In 3 sorsi – Corea del Sud: centro dell’innovazione mondiale e capitale di una cultura consumistica fondata sull’usa e getta. In un contesto del genere e in un Paese ancora imperniato principalmente sullo sviluppo economico, almeno a livello industriale e imprenditoriale, il Governo sta iniziando a prendere i primi passi verso l’obiettivo della transizione energetica.
1. CARBON NEUTRALITY
A fine ottobre il Presidente sudcoreano Moon Jae-in ha dichiarato il 2050 come “data-obiettivo” per raggiungere il target delle zero emissioni. A uno sguardo approfondito la dichiarazione del Presidente appare però piuttosto vaga e non così perentoria come inizialmente riportata dai media. Moon, presentando il budget per il nuovo anno fiscale 2021, ha infatti dichiarato che saranno investiti 8mila miliardi di won (circa €6 miliardi) nel Green New Deal, ponendo l’obiettivo di “avvicinarsi” alle zero emissioni. Una piccola differenza di semantica sembra quindi creare dubbi sulla reale portata dell’impegno governativo.
Embed from Getty ImagesFig. 1 – Un impianto eolico sull’isola di Jeju, nello Stretto di Corea
2. IL GREEN NEW DEAL COREANO
Il Presidente Moon aveva in precedenza già presentato il K-Green New Deal, come alcuni lo hanno amichevolmente chiamato. Il piano è stato annunciato lo scorso luglio e, per quanto includa senza dubbio una serie importante di progetti a favore della transizione energetica e della protezione ambientale (tra cui la costruzione di 230mila case a basso impatto energetico, la produzione di 1,13 milioni di auto elettriche, investimenti statali nelle energie rinnovabili), appare principalmente come un piano economico, volto soprattutto a contrastare gli effetti della pandemia di Covid-19 sull’economia e sul mercato del lavoro. Il problema in questo caso sembra essere quindi il fatto che il piano del Governo poi così verde non è. La dichiarazione di Moon, per quanto importante simbolicamente, va quindi a inserirsi all’interno di un piano che non è efficace quanto dovrebbe esserlo. Infatti l’opinione in merito è che il Paese debba adottare delle misure più drastiche per quanto riguarda la riduzione delle emissioni di gas serra, non solo per riuscire a raggiungere gli obiettivi prefissati per il 2030, ma anche quelli nuovi per il 2050. Sarebbe quindi necessaria una graduale eliminazione del consumo di carbone e una facilitazione della transizione allo sfruttamento delle energie rinnovabili. Non solo, ma seguendo l’Accordo di Parigi, per essere in linea con il resto dei Paesi firmatari e visto il suo status di potere industriale ed economico, la Corea dovrebbe aumentare il proprio obiettivo per il 2030 – da una riduzione dei gas serra del 37% a una del 74%. Queste le stime della think tank sudcoreano Solutions for Our Climate.
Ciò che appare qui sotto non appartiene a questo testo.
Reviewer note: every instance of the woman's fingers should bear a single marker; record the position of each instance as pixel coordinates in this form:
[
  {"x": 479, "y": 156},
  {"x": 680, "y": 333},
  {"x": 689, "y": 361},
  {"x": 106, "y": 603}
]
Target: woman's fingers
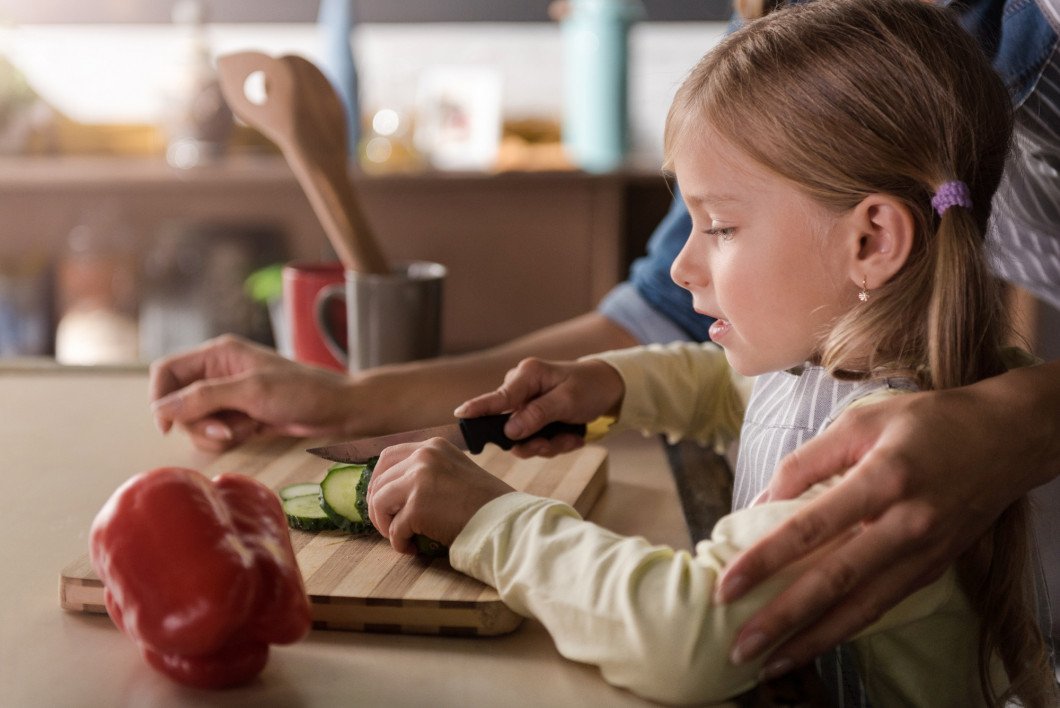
[{"x": 848, "y": 589}]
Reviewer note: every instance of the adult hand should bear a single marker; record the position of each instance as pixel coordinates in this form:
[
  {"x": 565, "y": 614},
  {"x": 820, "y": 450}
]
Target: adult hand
[
  {"x": 229, "y": 389},
  {"x": 926, "y": 475},
  {"x": 428, "y": 489},
  {"x": 540, "y": 392}
]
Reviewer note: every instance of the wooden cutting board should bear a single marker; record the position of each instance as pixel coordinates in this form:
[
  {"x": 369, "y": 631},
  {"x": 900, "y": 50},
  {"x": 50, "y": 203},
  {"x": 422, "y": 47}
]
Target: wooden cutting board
[{"x": 360, "y": 583}]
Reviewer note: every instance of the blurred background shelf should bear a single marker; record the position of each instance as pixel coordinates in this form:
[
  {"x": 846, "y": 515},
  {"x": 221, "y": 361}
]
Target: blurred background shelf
[{"x": 524, "y": 249}]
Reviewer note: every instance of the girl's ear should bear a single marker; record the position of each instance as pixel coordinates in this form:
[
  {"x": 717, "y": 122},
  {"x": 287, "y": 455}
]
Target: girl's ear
[{"x": 881, "y": 231}]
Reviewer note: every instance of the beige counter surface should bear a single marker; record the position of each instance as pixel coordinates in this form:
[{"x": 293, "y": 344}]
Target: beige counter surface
[{"x": 69, "y": 437}]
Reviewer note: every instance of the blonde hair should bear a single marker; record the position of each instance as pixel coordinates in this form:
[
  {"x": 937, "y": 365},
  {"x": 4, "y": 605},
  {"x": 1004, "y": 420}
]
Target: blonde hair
[{"x": 846, "y": 99}]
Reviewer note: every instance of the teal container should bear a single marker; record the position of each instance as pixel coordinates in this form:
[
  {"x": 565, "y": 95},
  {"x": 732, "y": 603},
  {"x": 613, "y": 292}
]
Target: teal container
[{"x": 596, "y": 83}]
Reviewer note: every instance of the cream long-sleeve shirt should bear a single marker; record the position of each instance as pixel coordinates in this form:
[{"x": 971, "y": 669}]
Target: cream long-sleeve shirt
[{"x": 645, "y": 614}]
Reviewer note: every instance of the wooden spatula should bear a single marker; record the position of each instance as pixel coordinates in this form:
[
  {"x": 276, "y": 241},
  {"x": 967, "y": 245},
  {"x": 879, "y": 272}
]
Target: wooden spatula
[{"x": 304, "y": 118}]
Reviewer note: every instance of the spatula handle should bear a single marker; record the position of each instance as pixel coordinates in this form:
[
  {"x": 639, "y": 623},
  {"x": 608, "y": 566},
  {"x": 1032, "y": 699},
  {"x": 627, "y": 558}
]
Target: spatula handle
[{"x": 477, "y": 431}]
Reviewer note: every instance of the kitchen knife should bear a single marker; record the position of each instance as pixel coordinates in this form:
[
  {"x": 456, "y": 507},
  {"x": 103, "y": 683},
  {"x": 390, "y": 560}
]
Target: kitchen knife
[{"x": 470, "y": 434}]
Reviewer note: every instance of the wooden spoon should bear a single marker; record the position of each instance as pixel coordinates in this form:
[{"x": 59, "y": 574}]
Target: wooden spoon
[{"x": 304, "y": 118}]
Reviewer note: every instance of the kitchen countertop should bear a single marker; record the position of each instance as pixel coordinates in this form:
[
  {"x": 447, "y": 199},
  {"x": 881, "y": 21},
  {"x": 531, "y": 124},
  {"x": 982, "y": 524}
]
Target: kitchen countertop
[{"x": 70, "y": 436}]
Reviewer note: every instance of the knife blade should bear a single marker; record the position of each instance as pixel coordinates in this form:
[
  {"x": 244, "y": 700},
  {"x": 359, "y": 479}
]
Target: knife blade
[{"x": 470, "y": 434}]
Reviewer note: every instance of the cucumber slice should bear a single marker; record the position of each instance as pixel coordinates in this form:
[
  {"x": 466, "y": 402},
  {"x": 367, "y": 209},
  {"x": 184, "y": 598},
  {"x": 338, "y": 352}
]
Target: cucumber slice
[
  {"x": 342, "y": 497},
  {"x": 304, "y": 513},
  {"x": 303, "y": 490}
]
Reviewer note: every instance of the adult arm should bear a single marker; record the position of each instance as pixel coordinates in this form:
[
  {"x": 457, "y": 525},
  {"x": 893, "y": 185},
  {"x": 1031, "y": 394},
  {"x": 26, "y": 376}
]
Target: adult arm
[
  {"x": 928, "y": 475},
  {"x": 229, "y": 389},
  {"x": 643, "y": 614}
]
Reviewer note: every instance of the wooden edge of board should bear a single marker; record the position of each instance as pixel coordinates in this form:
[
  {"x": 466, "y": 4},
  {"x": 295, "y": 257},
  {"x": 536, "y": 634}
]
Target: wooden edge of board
[{"x": 81, "y": 589}]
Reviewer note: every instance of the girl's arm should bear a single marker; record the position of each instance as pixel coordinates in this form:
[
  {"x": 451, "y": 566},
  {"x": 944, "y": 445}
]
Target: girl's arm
[
  {"x": 645, "y": 615},
  {"x": 684, "y": 390}
]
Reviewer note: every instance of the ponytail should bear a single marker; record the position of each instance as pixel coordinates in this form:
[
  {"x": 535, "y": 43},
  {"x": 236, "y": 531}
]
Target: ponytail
[{"x": 966, "y": 324}]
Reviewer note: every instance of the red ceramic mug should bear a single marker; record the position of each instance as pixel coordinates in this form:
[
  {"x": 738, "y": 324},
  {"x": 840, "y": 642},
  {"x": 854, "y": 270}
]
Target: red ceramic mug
[{"x": 303, "y": 282}]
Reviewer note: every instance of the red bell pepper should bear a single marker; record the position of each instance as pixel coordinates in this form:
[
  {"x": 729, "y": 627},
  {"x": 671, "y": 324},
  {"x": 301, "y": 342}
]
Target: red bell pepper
[{"x": 199, "y": 574}]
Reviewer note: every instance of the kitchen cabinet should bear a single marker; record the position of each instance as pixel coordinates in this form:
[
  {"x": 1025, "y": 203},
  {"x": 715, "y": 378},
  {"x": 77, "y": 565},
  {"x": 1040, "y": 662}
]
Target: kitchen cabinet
[{"x": 523, "y": 249}]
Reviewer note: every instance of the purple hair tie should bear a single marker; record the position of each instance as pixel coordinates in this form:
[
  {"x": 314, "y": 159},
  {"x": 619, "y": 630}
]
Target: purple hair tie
[{"x": 951, "y": 194}]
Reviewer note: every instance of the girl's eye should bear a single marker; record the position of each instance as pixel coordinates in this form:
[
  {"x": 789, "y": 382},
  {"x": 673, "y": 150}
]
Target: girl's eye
[{"x": 724, "y": 232}]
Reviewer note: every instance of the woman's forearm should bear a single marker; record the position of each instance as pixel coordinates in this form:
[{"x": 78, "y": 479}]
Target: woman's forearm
[{"x": 424, "y": 393}]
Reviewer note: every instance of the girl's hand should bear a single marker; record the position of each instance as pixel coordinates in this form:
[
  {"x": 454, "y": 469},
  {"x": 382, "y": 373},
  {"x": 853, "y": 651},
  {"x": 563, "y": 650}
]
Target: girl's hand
[
  {"x": 230, "y": 389},
  {"x": 429, "y": 489},
  {"x": 540, "y": 392}
]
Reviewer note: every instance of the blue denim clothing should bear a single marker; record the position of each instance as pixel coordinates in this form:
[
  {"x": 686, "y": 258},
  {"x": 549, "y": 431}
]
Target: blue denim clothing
[
  {"x": 1019, "y": 39},
  {"x": 1016, "y": 35}
]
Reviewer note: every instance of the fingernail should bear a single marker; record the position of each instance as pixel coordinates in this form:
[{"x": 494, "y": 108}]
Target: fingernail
[
  {"x": 730, "y": 587},
  {"x": 514, "y": 429},
  {"x": 776, "y": 669},
  {"x": 166, "y": 405},
  {"x": 217, "y": 431},
  {"x": 747, "y": 648}
]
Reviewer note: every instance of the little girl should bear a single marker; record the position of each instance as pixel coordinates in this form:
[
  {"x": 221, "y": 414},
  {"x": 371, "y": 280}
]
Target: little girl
[{"x": 838, "y": 160}]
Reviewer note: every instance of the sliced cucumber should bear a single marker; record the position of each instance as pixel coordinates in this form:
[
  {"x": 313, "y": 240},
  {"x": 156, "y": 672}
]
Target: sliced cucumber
[
  {"x": 303, "y": 490},
  {"x": 342, "y": 497},
  {"x": 304, "y": 513}
]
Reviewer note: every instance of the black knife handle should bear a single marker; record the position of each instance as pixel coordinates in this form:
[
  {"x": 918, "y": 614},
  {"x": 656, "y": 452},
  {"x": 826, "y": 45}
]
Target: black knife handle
[{"x": 477, "y": 431}]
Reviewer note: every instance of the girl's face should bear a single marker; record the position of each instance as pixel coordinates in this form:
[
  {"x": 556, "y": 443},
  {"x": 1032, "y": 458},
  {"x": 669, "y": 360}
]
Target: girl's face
[{"x": 759, "y": 259}]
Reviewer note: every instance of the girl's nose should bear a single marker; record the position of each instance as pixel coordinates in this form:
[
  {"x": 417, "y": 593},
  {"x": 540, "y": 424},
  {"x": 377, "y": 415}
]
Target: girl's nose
[{"x": 684, "y": 271}]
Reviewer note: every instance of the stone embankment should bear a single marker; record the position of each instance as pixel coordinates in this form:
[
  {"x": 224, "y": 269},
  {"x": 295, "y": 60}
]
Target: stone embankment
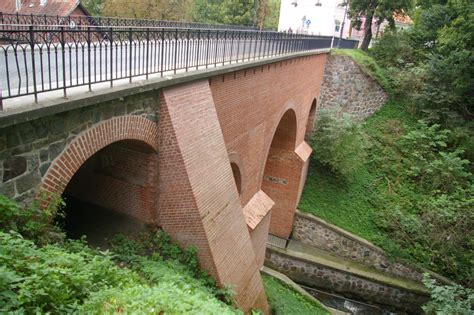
[
  {"x": 347, "y": 89},
  {"x": 312, "y": 267}
]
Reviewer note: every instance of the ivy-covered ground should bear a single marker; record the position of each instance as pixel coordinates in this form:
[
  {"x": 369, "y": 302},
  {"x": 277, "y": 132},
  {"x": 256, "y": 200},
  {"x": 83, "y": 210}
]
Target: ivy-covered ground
[
  {"x": 41, "y": 271},
  {"x": 286, "y": 301},
  {"x": 401, "y": 179}
]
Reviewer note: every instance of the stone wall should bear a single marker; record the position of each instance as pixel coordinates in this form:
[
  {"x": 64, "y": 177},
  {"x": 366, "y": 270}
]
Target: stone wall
[
  {"x": 320, "y": 234},
  {"x": 347, "y": 89},
  {"x": 350, "y": 285}
]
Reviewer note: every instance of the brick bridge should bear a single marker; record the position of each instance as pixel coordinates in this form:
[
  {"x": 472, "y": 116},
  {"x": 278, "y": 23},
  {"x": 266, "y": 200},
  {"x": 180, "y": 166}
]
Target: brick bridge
[{"x": 217, "y": 158}]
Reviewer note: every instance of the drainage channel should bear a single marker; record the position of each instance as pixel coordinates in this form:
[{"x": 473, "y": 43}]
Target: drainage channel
[{"x": 347, "y": 305}]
Embed from Getty ImagesFig. 2 – Manifestazione a Seul per sensibilizzare sul tema dei cambiamenti climatici, aprile 2020
3. LA REAZIONE DELLA SOCIETÀ CIVILE
La società civile sembra aver risposto positivamente, ma timidamente, già scottata dalle tante e confuse promesse mai rispettate. Infatti il punto principale che viene più volte ripetuto è quello della concretezza. Bisogna concretizzare le parole dette fino ad ora e, come anche sottolineato precedentemente, se i target e le misure del Governo rimangono quelle che sono in vigore ora, il discorso di Moon non sarà altro che un insieme di parole al vento. Al di là dei movimenti ambientalisti o dei gruppi che promuovono la protezione di determinati ecosistemi naturali, non ci sono state grandi reazioni all’annuncio da parte della popolazione. Pur essendoci stato un aumento della consapevolezza ambientale negli ultimi anni, come nella maggior parte dei Paesi OCSE, la parte più moderna della società sudcoreana rimane fondata sul consumo, anche energetico, e sull’usa e getta. In molti casi essa non appare quindi ancora pronta al cambiamento.